Advancing the health and well-being of animals and people


Principal Investigator:  John Parker

Contact Information: Email: jsp7@cornell.edu; Phone: 607-256-5626
Sponsor: Morris Animal Foundation
Grant Number: D12FE-002
Title: The Role of Feline Junctional Adhesion Molecule A in Feline Calcivirus (FCV) Infection
Annual Direct Cost: $69,675
Project Period: 09/1/2011- 08/31/2014

DESCRIPTION (provided by applicant): Feline calicivirus (FCV) is a common cause of upper respiratory disease and oral ulceration in cats. Of concern are reports of severe and sometimes-fatal virulent systemic disease caused by FCV. Isolates recovered from cats with virulent systemic (VS)-FCV have reproduced the disease indicating that the virus and not some other factor is responsible for this new disease. Here we propose to examine in detail the interaction between FCV and its cell surface receptor, feline Junctional adhesion molecule A (fJAM-A). Our experiments will be guided by a new atomic resolution structure of the FCV capsid. The approach we will take will be to use structural information to design a panel of mutant viruses and receptors by recombinant DNA techniques. We will then use this panel of mutants to ask which changes in the virus and in the receptor are critical for binding and infection. The rationale for these experiments is that based on our preliminary findings we strongly suspect that newer virulent isolates of FCV undergo dramatic conformational changes upon interaction with fJAM-A that make these viruses more efficient at infecting cells. An increase in infection efficiency within an animal could over the course of multiple rounds of infection lead to enhanced virulence and pathogenicity.
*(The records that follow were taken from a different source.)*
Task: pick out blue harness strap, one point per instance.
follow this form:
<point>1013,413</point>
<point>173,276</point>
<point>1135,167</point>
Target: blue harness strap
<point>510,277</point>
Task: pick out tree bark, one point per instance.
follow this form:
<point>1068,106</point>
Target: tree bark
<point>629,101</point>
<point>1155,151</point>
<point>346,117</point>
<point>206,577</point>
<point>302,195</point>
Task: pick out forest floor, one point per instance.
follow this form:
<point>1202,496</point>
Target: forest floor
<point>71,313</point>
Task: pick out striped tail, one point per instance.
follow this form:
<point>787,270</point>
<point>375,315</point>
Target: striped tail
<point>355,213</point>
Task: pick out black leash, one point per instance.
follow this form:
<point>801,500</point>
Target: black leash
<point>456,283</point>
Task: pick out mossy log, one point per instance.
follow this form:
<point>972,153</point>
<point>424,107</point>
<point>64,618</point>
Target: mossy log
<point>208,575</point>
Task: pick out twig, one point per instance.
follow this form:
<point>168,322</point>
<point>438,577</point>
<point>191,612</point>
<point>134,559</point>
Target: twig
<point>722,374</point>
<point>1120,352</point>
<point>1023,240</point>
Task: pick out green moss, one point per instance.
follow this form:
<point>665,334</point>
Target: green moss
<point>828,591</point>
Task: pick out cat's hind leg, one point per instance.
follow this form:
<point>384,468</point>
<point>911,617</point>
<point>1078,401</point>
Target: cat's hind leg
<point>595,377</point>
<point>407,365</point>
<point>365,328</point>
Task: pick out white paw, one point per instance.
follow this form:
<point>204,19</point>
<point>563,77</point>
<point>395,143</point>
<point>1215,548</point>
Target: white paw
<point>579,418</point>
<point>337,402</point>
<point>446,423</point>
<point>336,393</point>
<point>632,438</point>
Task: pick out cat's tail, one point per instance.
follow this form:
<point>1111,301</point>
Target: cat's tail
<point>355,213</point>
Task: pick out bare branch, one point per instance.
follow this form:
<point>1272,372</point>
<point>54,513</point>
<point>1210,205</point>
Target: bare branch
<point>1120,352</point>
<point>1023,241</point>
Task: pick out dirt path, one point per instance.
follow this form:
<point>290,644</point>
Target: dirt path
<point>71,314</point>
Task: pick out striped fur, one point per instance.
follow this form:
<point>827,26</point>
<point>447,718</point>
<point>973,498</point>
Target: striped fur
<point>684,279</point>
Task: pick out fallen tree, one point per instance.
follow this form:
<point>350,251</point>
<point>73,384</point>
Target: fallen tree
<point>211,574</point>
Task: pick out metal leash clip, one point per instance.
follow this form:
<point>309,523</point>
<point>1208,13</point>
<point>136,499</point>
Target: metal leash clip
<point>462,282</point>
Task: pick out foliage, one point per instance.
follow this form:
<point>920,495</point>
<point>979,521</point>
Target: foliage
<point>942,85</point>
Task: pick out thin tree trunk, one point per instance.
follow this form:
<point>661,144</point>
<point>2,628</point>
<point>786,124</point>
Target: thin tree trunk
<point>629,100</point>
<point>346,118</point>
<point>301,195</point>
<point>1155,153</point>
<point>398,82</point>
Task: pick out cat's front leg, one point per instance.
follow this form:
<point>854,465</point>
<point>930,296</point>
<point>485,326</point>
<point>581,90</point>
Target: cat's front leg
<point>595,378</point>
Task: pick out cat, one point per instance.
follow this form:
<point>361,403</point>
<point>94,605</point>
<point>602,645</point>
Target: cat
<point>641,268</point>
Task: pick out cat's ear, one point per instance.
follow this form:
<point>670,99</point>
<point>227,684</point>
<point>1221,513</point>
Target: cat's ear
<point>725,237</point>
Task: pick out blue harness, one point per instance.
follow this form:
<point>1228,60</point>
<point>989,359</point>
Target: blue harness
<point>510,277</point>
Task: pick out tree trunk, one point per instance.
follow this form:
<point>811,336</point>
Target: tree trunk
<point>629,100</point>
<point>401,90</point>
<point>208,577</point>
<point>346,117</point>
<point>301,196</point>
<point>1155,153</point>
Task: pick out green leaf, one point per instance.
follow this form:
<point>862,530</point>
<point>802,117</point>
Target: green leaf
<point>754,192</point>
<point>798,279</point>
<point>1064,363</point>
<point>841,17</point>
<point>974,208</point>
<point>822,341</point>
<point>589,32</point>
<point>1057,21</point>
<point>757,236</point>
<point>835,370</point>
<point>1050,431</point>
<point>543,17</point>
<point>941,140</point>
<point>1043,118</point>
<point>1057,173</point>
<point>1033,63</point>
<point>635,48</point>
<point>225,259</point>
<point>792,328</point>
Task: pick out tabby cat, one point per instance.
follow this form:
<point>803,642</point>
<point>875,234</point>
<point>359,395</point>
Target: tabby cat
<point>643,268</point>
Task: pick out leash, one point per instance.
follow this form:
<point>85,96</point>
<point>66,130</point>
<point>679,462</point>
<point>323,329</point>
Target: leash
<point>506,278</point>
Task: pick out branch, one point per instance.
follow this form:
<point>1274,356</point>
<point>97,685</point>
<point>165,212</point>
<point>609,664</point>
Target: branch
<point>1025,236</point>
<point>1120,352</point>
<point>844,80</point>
The benefit of obtaining this information is that we expect to identify critical residues in the FCV capsid that are predictors of this behavior and thus allow potential VS-FCV isolates to be identified early. Secondly, by understanding the molecular mechanisms by which these viruses infect cells, we can better design therapies and potentially engineer vaccine candidates. One potential therapy might be to use soluble forms of the receptor itself to neutralize the virus.